First, follow the steps in [GKE's quickstart guide](https://cloud.google.com/kubernetes-engine/docs/quickstart?authuser=1) to create a project (if you haven't already) and a Kubernetes cluster.

You can create a cluster either using the `gcloud` CLI tool, or through the web UI—whichever you find more convenient.

> Note: If `gcloud` throws unexpected permission-related errors during this process, make sure you've been authenticated via `gcloud auth login`.

Make sure to run

```sh
gcloud container clusters get-credentials [your-cluster-name]
```

to add an entry for your cluster to your local Kubernetes config.

If you run `kubectl config get-contexts`, the table shown should include a context with a `NAME` and `CLUSTER` equal to the cluster name you chose previously.

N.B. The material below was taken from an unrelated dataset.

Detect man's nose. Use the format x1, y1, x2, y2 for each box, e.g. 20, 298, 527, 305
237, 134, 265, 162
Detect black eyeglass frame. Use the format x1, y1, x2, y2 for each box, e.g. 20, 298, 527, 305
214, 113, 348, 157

Select this context if it isn't already selected.

Run `kubectl get ns` to verify that you're able to connect to your cluster.

## Permissions

When using a GKE cluster with Garden, you can use the following [predefined roles](https://cloud.google.com/kubernetes-engine/docs/how-to/iam#predefined):

* Kubernetes Engine Developer
* Kubernetes Engine Cluster Viewer

These roles allow users to list all GKE clusters in a project and access the Kubernetes API and objects inside clusters.

To ensure that developers only have access to a single kubernetes cluster, create a separate project for that cluster.